David was also active in the political side of the French Revolution where, from about 1787, he was the arbiter of taste and design in
furniture, clothing, and the stage, as actors began to pose in groups similar to those in his paintings. He brought about the downfall of the French Royal Academy, thus freeing artists from its narrow tradition. He taught more than sixty pupils and was imitated by scores of artists. In 1793 David painted the realistic “Death of Marat”, a powerful painting closer to the sensibilities of a Caravaggio than to those of antique sculpture.
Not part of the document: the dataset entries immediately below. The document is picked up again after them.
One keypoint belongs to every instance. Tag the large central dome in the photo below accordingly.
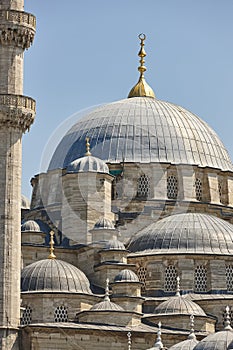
(143, 129)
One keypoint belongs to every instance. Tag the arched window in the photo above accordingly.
(143, 186)
(198, 189)
(26, 316)
(172, 187)
(220, 190)
(142, 275)
(170, 278)
(61, 314)
(200, 279)
(229, 277)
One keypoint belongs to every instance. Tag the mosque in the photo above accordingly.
(127, 241)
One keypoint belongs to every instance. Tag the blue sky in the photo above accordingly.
(85, 54)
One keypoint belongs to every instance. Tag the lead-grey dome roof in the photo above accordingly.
(179, 305)
(86, 164)
(217, 341)
(52, 275)
(187, 344)
(185, 233)
(142, 129)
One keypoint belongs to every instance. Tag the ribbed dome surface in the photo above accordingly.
(142, 129)
(114, 244)
(52, 275)
(30, 225)
(104, 223)
(188, 344)
(87, 163)
(179, 305)
(185, 233)
(217, 341)
(106, 305)
(126, 276)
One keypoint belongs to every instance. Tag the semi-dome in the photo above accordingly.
(86, 164)
(52, 275)
(185, 233)
(106, 305)
(126, 276)
(143, 129)
(178, 305)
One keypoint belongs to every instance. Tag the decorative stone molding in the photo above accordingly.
(17, 28)
(17, 111)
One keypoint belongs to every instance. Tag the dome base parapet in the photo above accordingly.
(17, 28)
(17, 111)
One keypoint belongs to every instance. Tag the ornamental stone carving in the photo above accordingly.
(17, 28)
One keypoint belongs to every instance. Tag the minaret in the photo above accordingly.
(17, 30)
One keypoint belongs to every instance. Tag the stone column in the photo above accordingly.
(16, 115)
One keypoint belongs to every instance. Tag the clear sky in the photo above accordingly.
(85, 54)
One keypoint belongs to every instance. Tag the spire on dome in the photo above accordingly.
(192, 334)
(88, 153)
(228, 319)
(129, 340)
(178, 286)
(142, 89)
(106, 297)
(51, 255)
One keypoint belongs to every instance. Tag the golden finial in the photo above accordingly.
(88, 153)
(142, 89)
(51, 255)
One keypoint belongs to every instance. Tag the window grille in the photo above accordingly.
(170, 279)
(224, 317)
(27, 316)
(142, 274)
(143, 186)
(229, 277)
(220, 190)
(200, 279)
(172, 187)
(61, 314)
(198, 188)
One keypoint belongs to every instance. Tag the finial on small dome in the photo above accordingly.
(192, 334)
(129, 340)
(106, 297)
(88, 153)
(51, 255)
(177, 286)
(158, 343)
(228, 319)
(142, 89)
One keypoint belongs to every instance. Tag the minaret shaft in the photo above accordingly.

In 1794, while briefly imprisoned, he did a naturalistic landscape view of the Luxembourg Gardens. An enthusiastic Bonapartist, David became the first painter to the Emperor, an officer in the Legion of Honor, and a member of the Institute. With the restoration of the Bourbons, however, he was banished to Belgium for having voted for the death of Louis XVI and it was there that he died. David’s strong sculptural painting had replaced the delicate and artificial style of the eighteenth century. Although his strict classicism held back the rise of the Romantic School, he stimulated such artists as Gros and Géricault in their free choice of subjects and in their passionate seriousness. He was thus an important force in the evolution of modern painting.